The main recipients of the funding will be projects already committed such as Crossrail, Thameslink and electrification of the Great Western. But additional projects have also been funded, including electrification of the Midland Main Line and electrification of the Great Western to Swansea – previously overhead electric cables had only been agreed as far as Cardiff.
Work towards the building of High Speed Two, the high speed line from London to Birmingham and beyond, will continue.
Transport secretary Justine Greening said: ‘Investment on this scale, in every region of the country, shows how this coalition government is focused on delivering an affordable, reliable and faster railway network that drives jobs and growth.
‘These plans to increase capacity and shorten journey times on intercity, commuter and freight services are, alongside our plans for high speed rail, absolutely key to securing our country’s prosperity in the decades ahead.’
Other work that has been approved includes the £350m lengthening of platforms at London Waterloo station, providing capacity for 120,000 more daily commutes in and out of London and 20,100 extra daily commutes to Birmingham, Leeds, Manchester and other cities.
A new £500m rail link between the Great Western Main Line and Heathrow will facilitate direct services to the airport for passengers from the west country, the Thames Valley and Wales.
Funding was also confirmed for the Western section of East West Railway to be brought back to a state where it can be reopened, including electrification of the Oxford to Bedford part of the route. The Northern Hub will also be completed, with the approval of £322m of track and capacity upgrades across Manchester city centre, Manchester Airport and across to Liverpool, which had been suggested by Network Rail but not funded until now. On top of funding from taxpayers, other income expected to pay for the improvements will come from fare rises already announced in 2010, as well as borrowing against the long-term savings that projects like electrification are expected to have on the operating costs of the railways.
The rail industry welcomed the announcement.

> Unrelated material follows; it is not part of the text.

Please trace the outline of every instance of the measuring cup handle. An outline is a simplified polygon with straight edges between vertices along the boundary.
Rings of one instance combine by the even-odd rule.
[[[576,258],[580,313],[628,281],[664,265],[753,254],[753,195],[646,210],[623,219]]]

David Higgins, CEOCEOCEO of Network Rail, said: ‘The government has issued a strong vote of confidence in the railway, and in our ability to deliver sustainable economic growth through development of, and investment in, the network.

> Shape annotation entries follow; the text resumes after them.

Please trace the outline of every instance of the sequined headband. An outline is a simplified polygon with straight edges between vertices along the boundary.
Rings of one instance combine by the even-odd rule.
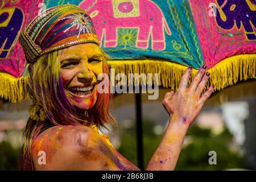
[[[28,63],[35,63],[43,55],[72,46],[99,44],[89,15],[72,5],[46,10],[22,30],[19,40]]]

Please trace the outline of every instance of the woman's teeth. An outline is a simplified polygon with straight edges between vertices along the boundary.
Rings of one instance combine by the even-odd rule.
[[[92,92],[92,90],[93,88],[93,86],[90,86],[88,87],[74,87],[71,88],[69,90],[79,96],[87,95]]]

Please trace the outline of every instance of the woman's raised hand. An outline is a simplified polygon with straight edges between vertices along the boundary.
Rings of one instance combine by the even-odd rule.
[[[214,90],[214,85],[211,85],[201,96],[210,76],[209,73],[205,73],[205,69],[206,66],[203,66],[199,70],[190,86],[188,87],[192,71],[192,67],[188,67],[182,77],[177,92],[171,91],[166,94],[163,105],[172,115],[171,121],[179,121],[190,125],[199,114],[204,102]]]

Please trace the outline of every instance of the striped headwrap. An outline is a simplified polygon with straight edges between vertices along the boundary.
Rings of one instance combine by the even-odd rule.
[[[36,16],[22,30],[19,40],[28,63],[35,63],[43,55],[72,46],[99,44],[89,15],[72,5],[53,7]]]

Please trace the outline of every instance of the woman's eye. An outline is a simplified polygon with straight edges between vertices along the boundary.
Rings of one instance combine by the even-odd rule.
[[[65,69],[65,68],[72,68],[73,67],[74,67],[75,65],[76,65],[77,63],[75,63],[75,62],[71,62],[71,63],[65,63],[63,64],[61,68],[63,68],[63,69]]]
[[[89,59],[88,60],[88,63],[100,63],[101,62],[101,60],[100,59]]]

He added: ‘We do not underestimate the task laid down for us, but we will work alongside industry partners in the Rail Delivery Group to respond with a suitable plan. There are some tough targets, made even more challenging with the need to deliver record numbers of services on essentially Victorian infrastructure.’
Train operators also responded positively to the news.

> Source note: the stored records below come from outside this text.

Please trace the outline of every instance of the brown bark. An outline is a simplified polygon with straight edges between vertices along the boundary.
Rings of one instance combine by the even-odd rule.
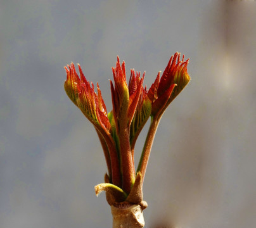
[[[145,224],[143,210],[143,204],[131,205],[118,203],[111,206],[113,215],[113,228],[143,228]]]

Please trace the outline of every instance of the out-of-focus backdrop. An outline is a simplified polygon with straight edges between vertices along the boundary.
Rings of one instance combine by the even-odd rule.
[[[176,51],[191,80],[155,137],[146,227],[255,227],[255,1],[2,0],[0,31],[1,228],[111,227],[94,193],[103,153],[63,66],[79,63],[110,111],[117,54],[148,87]]]

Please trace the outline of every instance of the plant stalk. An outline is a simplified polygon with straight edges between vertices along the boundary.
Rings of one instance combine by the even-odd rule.
[[[111,206],[113,228],[144,227],[143,209],[139,205],[118,204]]]

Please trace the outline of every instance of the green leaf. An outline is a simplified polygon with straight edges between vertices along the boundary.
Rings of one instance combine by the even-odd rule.
[[[102,183],[96,185],[94,187],[95,193],[96,196],[105,191],[108,194],[110,194],[116,202],[124,201],[127,197],[127,194],[119,187],[110,184],[110,183]]]
[[[146,92],[143,90],[141,97],[130,127],[130,144],[132,148],[134,148],[139,133],[150,117],[151,111],[151,103]]]

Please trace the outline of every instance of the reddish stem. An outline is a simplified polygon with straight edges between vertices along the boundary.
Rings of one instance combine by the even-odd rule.
[[[157,117],[151,117],[150,129],[148,129],[148,135],[146,138],[145,144],[141,153],[141,159],[137,168],[137,172],[139,171],[141,173],[142,184],[143,184],[145,176],[146,167],[148,165],[148,160],[150,158],[150,151],[152,148],[153,142],[157,132],[157,127],[158,126],[160,118]]]

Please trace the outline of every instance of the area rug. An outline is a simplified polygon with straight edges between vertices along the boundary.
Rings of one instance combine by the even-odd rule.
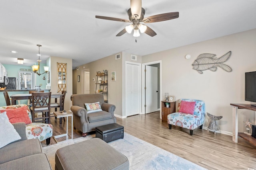
[[[95,135],[81,137],[43,147],[43,151],[55,166],[55,155],[59,148],[95,138]],[[205,170],[206,169],[127,133],[123,139],[108,143],[129,160],[130,170]]]

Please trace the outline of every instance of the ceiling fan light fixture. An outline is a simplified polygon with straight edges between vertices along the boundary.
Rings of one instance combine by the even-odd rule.
[[[133,29],[133,28],[134,28],[133,25],[130,24],[125,27],[125,30],[128,33],[131,33],[132,31],[132,29]]]
[[[24,59],[20,59],[18,58],[17,60],[18,64],[23,64],[23,61],[24,61]]]
[[[140,31],[138,29],[134,29],[134,32],[133,33],[133,36],[135,37],[138,37],[140,35]]]
[[[142,24],[141,23],[139,25],[138,28],[139,28],[139,29],[140,29],[141,33],[144,33],[146,31],[146,29],[147,29],[147,26],[145,25]]]

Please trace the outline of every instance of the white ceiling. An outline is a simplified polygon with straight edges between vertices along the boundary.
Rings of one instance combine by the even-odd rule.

Michael Roberts, CEO of the Association of Train Operating Companies said: ‘Extending electrification, completing the Northern Hub and tackling overcrowding into London will help more people to get to work faster and more reliably, making our towns and cities more attractive to businesses and spreading the benefits of economic activity across the country.
‘The planned investment will be paid for jointly by taxpayers and passengers. Train operators and Network Rail are committed to work with government to improve the efficiency of our industry, making every pound of investment go further and reducing the pressure on future fares levels.’
The Midland Main Line electrification will see the creation of an ‘electric spine’ running from Yorkshire and the West Midlands to south coast ports.
This is made up of an £800m electrification and upgrade from Sheffield – through Nottingham, Derby and Leicester – to Bedford, completing the full electrification of the Midland Main Line out of London St Pancras; and electrification of the lines from Nuneaton and Bedford to Oxford, Reading, Basingstoke and Southampton.
The East Coast Main Line will also benefit from £240m of improvements from the north east, through Yorkshire, Lincolnshire and Cambridgeshire to London.